Diversity Resource Office to host noted speakers at two events

March 14, 2013  


The Diversity Resource Office will host a series of nationally recognized speakers March 20-23 as part of two conferences that will champion identity and religious diversity.

Keynote speakers will be Mitchell Hammer, Daryl Smith and Ted Lyddon Hatten. Hammer's and Smith's talks are part of the inaugural Transformations conference, which is open to all Purdue faculty and staff. Lyddon Hatten's talk is part of the fifth annual Intersections conference, which is open to the public.

Hammer is professor emeritus of international peace and conflict resolution in the School of International Service at American University in Washington, D.C. He is the developer of the Intercultural Development Inventory (IDI), an assessment instrument and process used worldwide to build intercultural competence.

Hammer's talk is titled "Developing Intercultural Competence in Higher Education: Have We Already Arrived -- or Have We Yet to Begin?" It will take place at 10 a.m. Wednesday (March 20) in Stewart Center, Room 302.

The second speaker is Daryl Smith, professor of education and psychology at Claremont Graduate University in California. Smith's research interests focus on diversity, institutional assessment within higher education and women in the academy. Her presentation will take place at 1:30 p.m. March 21 in Stewart Center, Room 218.

The Transformations conference is titled "Reconstructing Institutional Identity in an Age of Super Diversity." Other conference speakers include Thomas Nelson Laird, associate professor of higher education and student affairs at Indiana University, and Aparna Joshi, associate professor of labor and employment relations at the University of Illinois.

A complete list of Transformations events is at www.purdue.edu/dro/transformations.

Lyddon Hatten, the Intersections keynote speaker, is an artist, educator, theologian and director of the Wesley Foundation at Drake University in Iowa.
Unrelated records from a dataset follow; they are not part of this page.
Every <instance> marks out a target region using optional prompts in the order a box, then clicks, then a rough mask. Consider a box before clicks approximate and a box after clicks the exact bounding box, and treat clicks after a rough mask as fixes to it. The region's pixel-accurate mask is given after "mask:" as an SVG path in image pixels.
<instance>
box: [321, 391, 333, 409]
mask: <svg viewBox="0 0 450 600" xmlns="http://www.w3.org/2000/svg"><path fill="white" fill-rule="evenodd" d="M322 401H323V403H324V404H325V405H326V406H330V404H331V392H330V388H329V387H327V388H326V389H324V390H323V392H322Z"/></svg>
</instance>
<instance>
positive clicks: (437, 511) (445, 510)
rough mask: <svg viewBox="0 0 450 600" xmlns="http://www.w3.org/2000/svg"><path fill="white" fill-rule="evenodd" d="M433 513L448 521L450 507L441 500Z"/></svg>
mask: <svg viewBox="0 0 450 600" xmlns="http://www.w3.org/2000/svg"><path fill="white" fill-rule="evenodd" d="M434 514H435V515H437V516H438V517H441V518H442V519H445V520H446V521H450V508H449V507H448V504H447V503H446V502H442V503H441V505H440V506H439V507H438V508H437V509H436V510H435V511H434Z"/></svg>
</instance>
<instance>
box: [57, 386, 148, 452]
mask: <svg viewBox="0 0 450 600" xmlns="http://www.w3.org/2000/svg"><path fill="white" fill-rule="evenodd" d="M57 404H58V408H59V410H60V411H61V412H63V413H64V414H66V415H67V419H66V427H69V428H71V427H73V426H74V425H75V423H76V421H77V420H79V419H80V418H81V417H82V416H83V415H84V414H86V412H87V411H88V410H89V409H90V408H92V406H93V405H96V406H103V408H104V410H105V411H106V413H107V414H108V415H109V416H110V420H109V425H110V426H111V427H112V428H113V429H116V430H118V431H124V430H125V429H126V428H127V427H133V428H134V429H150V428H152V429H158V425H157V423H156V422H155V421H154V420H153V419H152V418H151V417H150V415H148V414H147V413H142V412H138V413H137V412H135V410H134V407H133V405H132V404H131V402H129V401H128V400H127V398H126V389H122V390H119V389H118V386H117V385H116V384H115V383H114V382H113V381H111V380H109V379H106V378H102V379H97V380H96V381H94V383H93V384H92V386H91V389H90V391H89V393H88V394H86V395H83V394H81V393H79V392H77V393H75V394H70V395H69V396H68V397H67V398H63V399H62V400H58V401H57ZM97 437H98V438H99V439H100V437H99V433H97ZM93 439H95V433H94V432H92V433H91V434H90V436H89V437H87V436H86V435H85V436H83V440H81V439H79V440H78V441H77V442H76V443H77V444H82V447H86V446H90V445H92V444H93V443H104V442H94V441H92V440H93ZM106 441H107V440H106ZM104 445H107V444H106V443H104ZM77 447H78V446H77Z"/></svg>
Lyddon Hatten also is a campus pastor at the university. His artwork often invites reflection and dialogue exploring themes related to social justice and religious identity.

Lyddon Hatten's talk is titled "Imagine Being Heard." It will take place at 7 p.m. March 21 in Stewart Center, Fowler Hall. He also will introduce an interactive art installation, which is open to the public from 9:30 a.m. to 3 p.m. March 22 in Stewart Center, Room 204.

The Intersections conference is titled "Imagine Being Heard: Artistic Reflections on Identity, Representation and Religious Difference." Through presentations, interactive art exhibits, film screenings, spoken word performances and a summit of student leaders, the conference will explore themes of religious diversity on Purdue's campus. All events are open to the public.